By doing this, you keep your inbox clean, and even if you get behind on your reading, at least you can easily see the tasks you need and it is easier to find reference material.
Triage is an iPhone app which helps you work through your email and cut out the rubbish. It isn’t a traditional email app in that you don’t have an inbox, nor will you get push notifications. Instead, you are present with a simple interface where you are shown a single email and given a few simple options.
You are shown an email as though it was a card and you have a couple of options. Flick and email up to archive it (or you can change this to delete/mark as read), flick it down to keep it unread for later, or tap to send a quick reply.
This helps you to take quick action and work through a whole stack of email clearing out your inbox, but keeping the ones you need for later.
The key difference between this and a traditional email app is you have to make a decision, you can’t postpone as a default, as that is actually something you are consciously deciding to do. This makes Triage great for when you are in a queue or have a few quick minutes.
Spark / Dispatch / Cloud Magic
One of the things I love about Spark, Dispatch, and Cloud Magic is their ability to let you take actions from your inbox which aren’t simply emailing a reply.
If you need to save an email for later, then you can send it to Evernote. If there is an article you’d like to read at a better moment, then send it to Pocket or Instapaper, if there is something that requires you to take action you can add it to your todo list and not use your email inbox as a task management tool.
These features are becoming more common, but still aren’t ever present.
As with task management apps, it is difficult to recommend a single app for people because people’s preferences and workflows for handling email vary wildly (not to mention that not every option will support your email client of choice). As such, consider this list some broad ideas and not definitive. I will explain my reasons why I recommend each choice but if that won’t work for you, then choose a different option (and preferable tell us why in the comments to help others who are in your situation).

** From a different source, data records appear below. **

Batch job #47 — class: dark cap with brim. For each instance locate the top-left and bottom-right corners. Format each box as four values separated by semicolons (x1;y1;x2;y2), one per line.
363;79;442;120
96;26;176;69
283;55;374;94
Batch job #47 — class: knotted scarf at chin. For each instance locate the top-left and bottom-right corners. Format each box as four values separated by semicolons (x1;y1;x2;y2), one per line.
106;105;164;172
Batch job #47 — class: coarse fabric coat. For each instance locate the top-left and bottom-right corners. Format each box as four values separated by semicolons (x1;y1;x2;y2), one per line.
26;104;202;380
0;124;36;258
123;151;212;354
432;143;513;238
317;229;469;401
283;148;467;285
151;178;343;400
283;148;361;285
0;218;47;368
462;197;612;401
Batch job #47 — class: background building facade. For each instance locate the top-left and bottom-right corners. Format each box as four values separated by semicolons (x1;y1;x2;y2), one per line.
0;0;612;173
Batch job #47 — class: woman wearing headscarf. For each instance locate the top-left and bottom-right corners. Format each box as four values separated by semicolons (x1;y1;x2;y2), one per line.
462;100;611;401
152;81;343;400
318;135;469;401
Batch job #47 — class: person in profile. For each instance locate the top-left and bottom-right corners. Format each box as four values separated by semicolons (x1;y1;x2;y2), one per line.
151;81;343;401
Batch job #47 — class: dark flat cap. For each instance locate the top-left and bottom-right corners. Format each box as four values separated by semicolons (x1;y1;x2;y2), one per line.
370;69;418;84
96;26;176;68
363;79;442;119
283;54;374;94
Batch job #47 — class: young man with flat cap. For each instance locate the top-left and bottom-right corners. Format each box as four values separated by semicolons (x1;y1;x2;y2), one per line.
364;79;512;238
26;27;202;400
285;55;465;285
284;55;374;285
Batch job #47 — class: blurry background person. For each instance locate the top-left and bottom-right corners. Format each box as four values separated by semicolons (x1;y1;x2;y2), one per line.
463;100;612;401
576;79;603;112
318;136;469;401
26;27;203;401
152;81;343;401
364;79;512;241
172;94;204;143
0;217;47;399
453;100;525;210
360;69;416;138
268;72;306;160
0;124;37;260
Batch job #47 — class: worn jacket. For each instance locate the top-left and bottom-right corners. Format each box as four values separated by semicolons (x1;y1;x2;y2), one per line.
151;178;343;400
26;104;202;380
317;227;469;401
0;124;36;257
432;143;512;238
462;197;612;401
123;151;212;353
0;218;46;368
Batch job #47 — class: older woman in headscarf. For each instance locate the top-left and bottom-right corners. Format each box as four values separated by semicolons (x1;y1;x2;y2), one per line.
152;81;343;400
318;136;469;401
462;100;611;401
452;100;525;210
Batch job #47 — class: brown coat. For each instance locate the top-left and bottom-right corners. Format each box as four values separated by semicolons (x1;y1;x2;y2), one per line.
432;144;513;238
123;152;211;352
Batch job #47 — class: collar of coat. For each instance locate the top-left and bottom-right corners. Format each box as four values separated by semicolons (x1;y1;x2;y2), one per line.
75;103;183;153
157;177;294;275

Mail.app get’s a lot right and if you don’t care about all the fancy features and just need a regular client, go for the built in option. It allows you to make the most of hand-off, have a unified application on the Mac and iDevice as well, and you get a familiar app appearing when you click on an email address anywhere on your device. However, it can be a pain in the neck with Gmail (especially if you use two-factor authentication), so you might want to choose a different option there.
Advance (Mailbox, Cloud Magic, Outlook)
If you like the delaying email feature and have a Gmail or iCloud account then check out Spark, Cloud Magic or Outlook. Cloud Magic will sync between your desktop and mobile device today, while Spark say they are developing a desktop and iPad client and Outlook has a desktop service, but it doesn’t sync with the delayed emails.
All three services offer nice extra functionality as well as the delayed email features and so might be worth considering as a more advance email client.
Android (Cloud Magic, Outlook)
Many of the biggest email apps are now on Android (even if apps like Mailbox took a while to get there). Most of them go for a fairly similar approach offering some form of gesture swiping for quick actions as well as the increasing presence of delaying emails for later.
If you drink the Google kool-aid, then you’ll probably love either Gmail or Inbox, but seeing as inbox from Gmail doesn’t support a wide range of email service,s I have to recommend either Cloud Magic or Outlook. The services are very similar with the main difference being the inbuilt calendar in Outlook and the extra actions in Cloud Magic.
Windows (Outlook, Inky)
If you are happy using a web interface tool and don’t feel the need for a native client, then by all means, carry on using the web interface for Gmail, Yahoo! or other client. However, if you are looking for a few extra features or a better interface for your domains iMap account, then there are really only a couple of good options to check out.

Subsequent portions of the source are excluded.